Griffith was best known, of course, for his character of Sheriff Andy Taylor in The Andy Griffith Show, which ran from 1960 to 1968. Sheriff Taylor, a widower with a young son, Opie (Ronny Howard), stood for staunchly conservative values such as law and order, self-discipline and self-reliance, good manners, private charitable action, good government, love for family and loyalty to community, and a simple Christian faith. In his personal life, Griffith was a strong partisan of the Democrat Party and contributed a good deal of money to it.
Griffith also starred as a cranky Southern criminal-defense lawyer in Matlock, from 1986 to 1995. The character’s prickly attitude and parsimony brought the actor’s trademark homespun humor to the mystery-drama series, and the sharp-witted lawyer conveyed the same appeal to bourgeois values as Sheriff Taylor, in a very different way.
In the 1950s, Griffith reached his first fame as a stand-up comedian, typically taking on the character of a rural southerner mystified by the ways of the modern world. His most acclaimed routine was “What It Was, Was Football,” in a which a naive individual tries to describe a football game. It’s quite possibly a classic of American humor. Griffith also showcased his musical abilities on his comedy albums, in film roles, and in music albums, and later on his television shows.
In his comedy recordings, Griffith showed a significant influence of 19th-century Southern humorists, especially in the use of long narratives and pointedly naive characters. His work also, however, included elements of the more Northern and Midwestern tradition of the cracker-barrel philosopher. This may have helped strengthen his national appeal.
Griffith’s success as a comedian brought him some prominent movie roles in the second half of the 1950s, most notably the cynical character “Lonesome” Rhodes in the classic drama A Face in the Crowd (1957), directed by Elia Kazan from a screenplay by Budd Schulberg.
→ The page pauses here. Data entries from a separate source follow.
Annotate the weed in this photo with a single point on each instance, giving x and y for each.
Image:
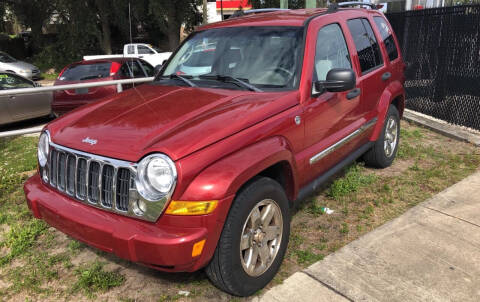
(92, 278)
(353, 180)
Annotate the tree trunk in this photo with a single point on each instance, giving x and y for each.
(106, 37)
(173, 29)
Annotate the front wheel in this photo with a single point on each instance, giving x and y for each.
(385, 148)
(254, 239)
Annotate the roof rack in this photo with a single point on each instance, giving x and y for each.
(335, 6)
(240, 13)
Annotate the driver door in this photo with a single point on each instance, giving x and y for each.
(329, 116)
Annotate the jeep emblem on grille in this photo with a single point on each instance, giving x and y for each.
(90, 141)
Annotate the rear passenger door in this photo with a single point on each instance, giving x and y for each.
(372, 73)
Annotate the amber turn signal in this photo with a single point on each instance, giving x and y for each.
(191, 207)
(197, 248)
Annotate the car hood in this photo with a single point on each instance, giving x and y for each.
(170, 119)
(19, 65)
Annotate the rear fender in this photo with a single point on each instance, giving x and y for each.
(393, 91)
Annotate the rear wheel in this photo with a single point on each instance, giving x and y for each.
(385, 148)
(254, 239)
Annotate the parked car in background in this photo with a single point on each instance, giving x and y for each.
(14, 108)
(10, 64)
(147, 52)
(201, 171)
(95, 71)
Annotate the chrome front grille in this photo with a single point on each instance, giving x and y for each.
(95, 180)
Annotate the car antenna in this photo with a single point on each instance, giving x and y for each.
(131, 40)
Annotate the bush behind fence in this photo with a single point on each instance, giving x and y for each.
(442, 48)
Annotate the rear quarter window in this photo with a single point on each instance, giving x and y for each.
(83, 72)
(366, 44)
(387, 37)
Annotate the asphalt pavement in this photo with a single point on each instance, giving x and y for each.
(430, 253)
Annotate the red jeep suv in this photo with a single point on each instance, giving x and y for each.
(200, 170)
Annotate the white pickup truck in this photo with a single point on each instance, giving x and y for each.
(146, 52)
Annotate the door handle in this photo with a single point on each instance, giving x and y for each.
(386, 76)
(353, 93)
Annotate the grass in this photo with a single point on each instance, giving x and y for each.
(93, 278)
(39, 263)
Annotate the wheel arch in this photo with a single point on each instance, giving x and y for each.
(394, 94)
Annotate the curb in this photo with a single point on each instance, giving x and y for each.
(455, 132)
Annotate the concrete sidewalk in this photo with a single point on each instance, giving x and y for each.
(430, 253)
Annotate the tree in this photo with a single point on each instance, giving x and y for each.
(34, 14)
(172, 14)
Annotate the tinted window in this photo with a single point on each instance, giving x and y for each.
(143, 50)
(6, 58)
(331, 51)
(387, 37)
(86, 72)
(10, 81)
(367, 46)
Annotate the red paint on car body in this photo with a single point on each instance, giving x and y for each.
(219, 139)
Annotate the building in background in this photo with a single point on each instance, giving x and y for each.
(214, 8)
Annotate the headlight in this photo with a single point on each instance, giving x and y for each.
(156, 177)
(43, 143)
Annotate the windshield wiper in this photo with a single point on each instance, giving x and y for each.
(176, 76)
(240, 82)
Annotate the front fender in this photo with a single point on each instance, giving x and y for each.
(394, 90)
(226, 176)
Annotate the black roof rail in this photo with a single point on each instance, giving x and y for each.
(334, 6)
(240, 13)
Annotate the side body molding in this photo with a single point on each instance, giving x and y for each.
(393, 90)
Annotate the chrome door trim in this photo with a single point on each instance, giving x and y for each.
(343, 141)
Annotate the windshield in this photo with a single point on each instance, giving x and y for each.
(6, 58)
(264, 57)
(86, 72)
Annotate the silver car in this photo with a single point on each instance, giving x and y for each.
(10, 64)
(14, 108)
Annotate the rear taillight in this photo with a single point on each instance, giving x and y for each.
(114, 68)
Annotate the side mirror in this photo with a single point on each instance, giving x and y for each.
(157, 69)
(338, 79)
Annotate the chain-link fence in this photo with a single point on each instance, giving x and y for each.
(442, 49)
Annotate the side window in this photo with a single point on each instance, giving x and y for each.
(143, 50)
(387, 37)
(9, 81)
(331, 51)
(136, 69)
(147, 67)
(368, 50)
(125, 71)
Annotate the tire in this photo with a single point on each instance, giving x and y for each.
(228, 269)
(379, 155)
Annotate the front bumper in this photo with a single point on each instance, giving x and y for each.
(165, 245)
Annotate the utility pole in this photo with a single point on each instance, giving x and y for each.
(221, 8)
(205, 12)
(310, 3)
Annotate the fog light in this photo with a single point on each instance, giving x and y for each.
(139, 207)
(197, 248)
(191, 207)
This was Griffith’s first feature film role, and he gives an impressive performance as a seemingly naive but in fact greedy and manipulative vagabond who becomes a popular television host and has his eye on amassing political power.
The role made him a star, and Griffith’s performance shows what a talented and versatile actor he was. His performance in the film No Time for Sergeants a year later firmly established his abilities as a comic actor.
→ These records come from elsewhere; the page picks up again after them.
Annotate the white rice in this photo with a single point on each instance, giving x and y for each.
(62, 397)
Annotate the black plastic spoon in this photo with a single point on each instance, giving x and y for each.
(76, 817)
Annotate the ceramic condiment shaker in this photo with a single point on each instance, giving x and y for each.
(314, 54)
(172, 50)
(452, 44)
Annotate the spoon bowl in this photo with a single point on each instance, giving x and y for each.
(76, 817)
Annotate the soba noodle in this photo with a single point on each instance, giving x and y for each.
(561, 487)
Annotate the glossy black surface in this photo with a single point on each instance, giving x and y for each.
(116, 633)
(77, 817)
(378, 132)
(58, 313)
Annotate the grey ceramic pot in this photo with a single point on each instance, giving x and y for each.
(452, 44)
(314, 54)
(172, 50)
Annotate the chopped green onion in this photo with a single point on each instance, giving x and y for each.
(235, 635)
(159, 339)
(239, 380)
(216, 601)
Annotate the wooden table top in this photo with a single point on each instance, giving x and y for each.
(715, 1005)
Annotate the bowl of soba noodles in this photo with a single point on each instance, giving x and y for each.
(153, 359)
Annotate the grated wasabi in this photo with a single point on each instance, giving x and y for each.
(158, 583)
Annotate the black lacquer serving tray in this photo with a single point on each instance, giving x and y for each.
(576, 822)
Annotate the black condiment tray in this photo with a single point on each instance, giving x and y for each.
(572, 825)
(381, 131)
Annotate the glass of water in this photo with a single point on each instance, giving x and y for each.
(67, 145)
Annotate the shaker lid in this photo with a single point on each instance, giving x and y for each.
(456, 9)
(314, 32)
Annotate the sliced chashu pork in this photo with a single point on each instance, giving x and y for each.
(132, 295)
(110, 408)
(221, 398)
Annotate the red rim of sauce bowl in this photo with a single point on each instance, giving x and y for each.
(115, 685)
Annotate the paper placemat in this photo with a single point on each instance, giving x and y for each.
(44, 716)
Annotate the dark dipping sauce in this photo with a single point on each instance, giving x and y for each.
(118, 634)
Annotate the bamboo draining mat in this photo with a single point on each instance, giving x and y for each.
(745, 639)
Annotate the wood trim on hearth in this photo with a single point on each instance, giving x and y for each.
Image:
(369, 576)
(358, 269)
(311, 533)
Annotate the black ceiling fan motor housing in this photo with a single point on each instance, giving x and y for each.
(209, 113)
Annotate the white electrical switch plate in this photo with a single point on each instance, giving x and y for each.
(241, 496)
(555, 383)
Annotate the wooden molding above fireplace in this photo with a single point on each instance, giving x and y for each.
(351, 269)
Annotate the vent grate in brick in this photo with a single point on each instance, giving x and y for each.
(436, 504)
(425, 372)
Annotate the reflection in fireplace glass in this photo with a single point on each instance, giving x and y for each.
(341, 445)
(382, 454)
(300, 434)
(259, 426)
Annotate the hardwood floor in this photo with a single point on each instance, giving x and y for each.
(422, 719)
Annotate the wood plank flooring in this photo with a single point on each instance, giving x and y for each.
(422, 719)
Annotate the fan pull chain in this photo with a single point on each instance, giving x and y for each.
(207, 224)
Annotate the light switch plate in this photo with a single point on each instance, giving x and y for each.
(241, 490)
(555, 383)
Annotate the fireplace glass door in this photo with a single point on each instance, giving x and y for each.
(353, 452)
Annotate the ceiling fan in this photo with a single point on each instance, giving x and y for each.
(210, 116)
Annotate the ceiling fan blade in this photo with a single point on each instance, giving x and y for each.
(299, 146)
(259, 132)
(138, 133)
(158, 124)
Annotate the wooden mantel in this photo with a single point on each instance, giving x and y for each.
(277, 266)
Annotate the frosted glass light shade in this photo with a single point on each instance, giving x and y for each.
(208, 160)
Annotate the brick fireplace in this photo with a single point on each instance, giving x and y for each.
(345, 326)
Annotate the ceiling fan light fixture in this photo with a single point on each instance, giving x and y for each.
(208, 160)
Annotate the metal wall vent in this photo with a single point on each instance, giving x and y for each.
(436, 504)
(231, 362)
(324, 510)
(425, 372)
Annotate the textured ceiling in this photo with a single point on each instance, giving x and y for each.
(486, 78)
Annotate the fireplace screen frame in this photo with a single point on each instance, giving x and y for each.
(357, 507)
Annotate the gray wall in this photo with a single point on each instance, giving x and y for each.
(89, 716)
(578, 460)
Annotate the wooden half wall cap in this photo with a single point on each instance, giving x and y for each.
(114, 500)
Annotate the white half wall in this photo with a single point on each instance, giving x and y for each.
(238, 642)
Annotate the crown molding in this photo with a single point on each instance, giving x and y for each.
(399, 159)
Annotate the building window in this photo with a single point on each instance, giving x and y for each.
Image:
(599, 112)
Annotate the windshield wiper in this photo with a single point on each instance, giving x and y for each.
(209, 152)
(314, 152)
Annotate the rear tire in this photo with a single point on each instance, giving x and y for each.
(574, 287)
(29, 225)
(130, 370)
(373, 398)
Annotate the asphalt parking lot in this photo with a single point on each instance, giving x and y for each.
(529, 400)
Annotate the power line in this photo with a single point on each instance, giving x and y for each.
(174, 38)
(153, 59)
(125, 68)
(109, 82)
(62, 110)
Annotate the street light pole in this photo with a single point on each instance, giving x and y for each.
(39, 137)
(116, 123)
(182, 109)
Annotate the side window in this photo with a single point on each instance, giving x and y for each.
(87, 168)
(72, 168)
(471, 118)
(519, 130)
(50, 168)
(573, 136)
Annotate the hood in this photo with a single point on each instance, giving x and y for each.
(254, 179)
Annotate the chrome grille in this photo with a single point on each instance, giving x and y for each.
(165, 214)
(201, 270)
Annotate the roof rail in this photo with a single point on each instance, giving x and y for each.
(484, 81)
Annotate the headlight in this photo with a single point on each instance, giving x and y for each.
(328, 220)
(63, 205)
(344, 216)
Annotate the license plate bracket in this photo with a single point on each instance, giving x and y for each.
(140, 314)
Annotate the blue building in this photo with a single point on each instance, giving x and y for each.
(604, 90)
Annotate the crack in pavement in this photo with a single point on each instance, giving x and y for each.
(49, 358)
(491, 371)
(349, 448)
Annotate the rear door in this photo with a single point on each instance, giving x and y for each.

Perhaps the most interesting aspect of Griffith’s career was his refusal to simplify his characters and pander to audiences. Like Ben Matlock, Sheriff Andy Taylor is not conventionally winsome. He is strong, intelligent, of essentially sterling character—yet really not very personable. His character is certainly not a comical one. Rather dour, beetle-browed, and often openly frustrated at others’ incompetence, Taylor is quite formidable and even a bit frightening. Sheriff Taylor functions as the voice of reason in a community of ridiculous characters. As such, one can see evident appeal in his character as a rock of stability and common sense in the rapidly changing American society of the 1960s.
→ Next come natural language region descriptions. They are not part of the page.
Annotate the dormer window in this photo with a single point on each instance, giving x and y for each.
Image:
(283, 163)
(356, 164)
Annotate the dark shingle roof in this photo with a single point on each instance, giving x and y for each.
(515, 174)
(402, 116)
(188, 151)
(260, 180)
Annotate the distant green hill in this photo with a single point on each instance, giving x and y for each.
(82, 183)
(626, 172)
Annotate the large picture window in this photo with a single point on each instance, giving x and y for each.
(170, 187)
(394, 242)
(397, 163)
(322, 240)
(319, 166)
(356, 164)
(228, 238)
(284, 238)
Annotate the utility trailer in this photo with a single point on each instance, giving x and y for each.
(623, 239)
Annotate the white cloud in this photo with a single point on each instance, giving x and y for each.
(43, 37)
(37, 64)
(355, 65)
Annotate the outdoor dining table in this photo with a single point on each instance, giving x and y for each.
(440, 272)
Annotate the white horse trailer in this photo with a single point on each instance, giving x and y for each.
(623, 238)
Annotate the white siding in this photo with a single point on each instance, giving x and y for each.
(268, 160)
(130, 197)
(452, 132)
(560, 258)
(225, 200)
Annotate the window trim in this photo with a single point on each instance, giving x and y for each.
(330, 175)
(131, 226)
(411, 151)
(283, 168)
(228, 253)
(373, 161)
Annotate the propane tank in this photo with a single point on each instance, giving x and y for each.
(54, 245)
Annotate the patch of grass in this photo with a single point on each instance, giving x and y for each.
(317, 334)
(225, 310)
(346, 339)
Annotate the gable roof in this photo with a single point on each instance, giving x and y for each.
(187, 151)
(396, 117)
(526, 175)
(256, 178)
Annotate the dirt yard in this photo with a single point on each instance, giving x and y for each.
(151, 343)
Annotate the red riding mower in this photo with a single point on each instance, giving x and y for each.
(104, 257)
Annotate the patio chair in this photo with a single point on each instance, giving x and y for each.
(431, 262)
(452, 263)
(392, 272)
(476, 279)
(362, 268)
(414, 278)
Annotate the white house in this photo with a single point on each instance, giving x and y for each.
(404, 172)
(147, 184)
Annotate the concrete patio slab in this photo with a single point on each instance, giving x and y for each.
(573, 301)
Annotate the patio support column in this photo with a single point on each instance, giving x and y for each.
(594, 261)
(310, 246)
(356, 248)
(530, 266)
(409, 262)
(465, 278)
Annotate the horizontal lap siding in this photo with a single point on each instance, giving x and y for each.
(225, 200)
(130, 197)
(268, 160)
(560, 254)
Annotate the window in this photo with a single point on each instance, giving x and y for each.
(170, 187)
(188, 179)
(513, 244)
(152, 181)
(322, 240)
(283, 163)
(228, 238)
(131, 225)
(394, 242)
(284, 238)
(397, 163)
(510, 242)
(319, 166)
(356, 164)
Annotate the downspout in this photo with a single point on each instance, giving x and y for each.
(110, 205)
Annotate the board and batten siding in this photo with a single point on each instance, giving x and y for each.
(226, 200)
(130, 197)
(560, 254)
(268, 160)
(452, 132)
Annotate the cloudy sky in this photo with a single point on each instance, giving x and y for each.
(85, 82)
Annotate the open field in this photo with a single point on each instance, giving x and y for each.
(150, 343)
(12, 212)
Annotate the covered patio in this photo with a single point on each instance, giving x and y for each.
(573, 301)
Griffith accomplished a similar feat with his characterization of Ben Matlock. Instead of portraying the sexagenarian as a kooky old person pursuing asinine whims, or as an embittered former striver disappointed with the way his life has turned out, Griffith gives Matlock a good deal of nuance. He plays the character as strong-willed, smart, self-directed, and self-confident but beset by difficulties in a world that has in many ways cast aside his bourgeois values. Matlock is not shown as aging quite gracefully, but instead as a good man stubbornly retaining his values in a world that has cast them aside. He will not be cast aside himself.
This insistence on creating real characters in all their sometimes-unappealing complexity is central to Andy Griffith’s accomplishments as an actor and comedian. The values his work conveyed, and the critical eye they cast on the America of his time, make him a truly important figure in the nation’s entertainment history and in the American culture.